No. She couldn't know. There was no way she could’ve known. I was being paranoid. I was projecting. I was losing my entire goddamn mind in the middle of a family gathering.

I looked away before she could read anything else in my face.

"Jack's going to be helping out with the horse operation," Daddy said, apparently determined to make this as painful as possible. "Figured Maggie could show him around, get him oriented. She knows that side of things better than anyone."

No. Absolutely not. Hard pass. I’d rather cut my hand off.

"Of course," I heard myself say instead, because what else could I say?Sorry, I can't show the new hire around because I fucked him in a motel room you paid for last week, and now I can't look at him without remembering exactly how good he is with his hands?

Yeah. That would go over great.

"Happy to help," I added, and the words tasted like dirt.

Jack nodded, still infuriatingly calm. "Appreciate it."

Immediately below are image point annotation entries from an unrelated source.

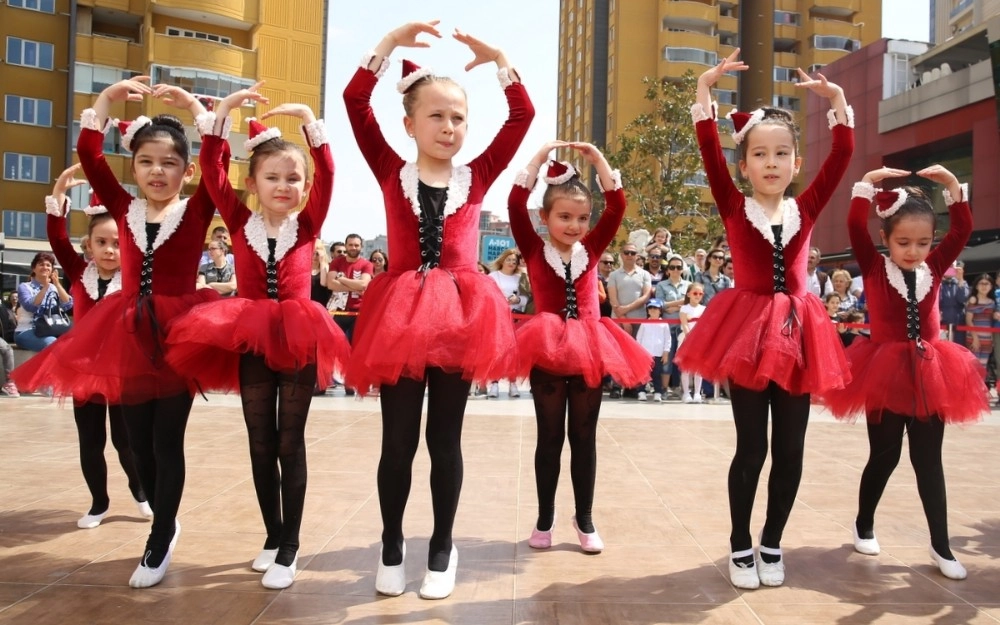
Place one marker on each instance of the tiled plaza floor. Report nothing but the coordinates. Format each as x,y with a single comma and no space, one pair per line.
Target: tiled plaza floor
661,508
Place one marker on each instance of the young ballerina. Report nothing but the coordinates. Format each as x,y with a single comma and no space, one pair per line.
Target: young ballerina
456,327
91,281
567,348
690,313
769,336
161,242
273,343
905,378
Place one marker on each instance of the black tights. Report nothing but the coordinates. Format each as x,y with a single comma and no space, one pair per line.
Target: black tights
885,440
156,434
275,408
788,433
552,395
93,435
402,403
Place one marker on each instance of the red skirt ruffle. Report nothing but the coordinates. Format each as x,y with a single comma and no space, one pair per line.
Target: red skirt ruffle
946,381
206,344
116,353
753,339
592,348
455,320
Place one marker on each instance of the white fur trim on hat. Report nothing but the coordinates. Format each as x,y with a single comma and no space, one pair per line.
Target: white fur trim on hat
831,117
616,178
863,189
948,200
755,118
900,200
137,124
315,133
565,177
366,60
52,206
267,135
412,77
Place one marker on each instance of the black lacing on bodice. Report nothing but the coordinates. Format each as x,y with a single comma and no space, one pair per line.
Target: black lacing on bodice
272,269
778,261
572,311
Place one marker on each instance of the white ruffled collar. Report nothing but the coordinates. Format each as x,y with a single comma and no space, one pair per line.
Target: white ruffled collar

His voice. God, his voice. Low and unhurried, just like it had been when he'd asked me what I wanted in that dim motel room. Just like it had been when he'd told me to let go.

I needed air.

I needed space.

I needed approximately ten years of therapy and possibly a lobotomy.

"I'll catch up with you after the main events," I said, already stepping back. "Got a few things to handle first."

"Take your time."

He smiled—small, polite, nothing like the secret smiles he'd given me at the bar—and somehow that made it worse.Because it meant he was playing this perfectly. Acting like we were strangers. Giving me exactly what I should want, which was discretion and professionalism and no hint of what had happened between us.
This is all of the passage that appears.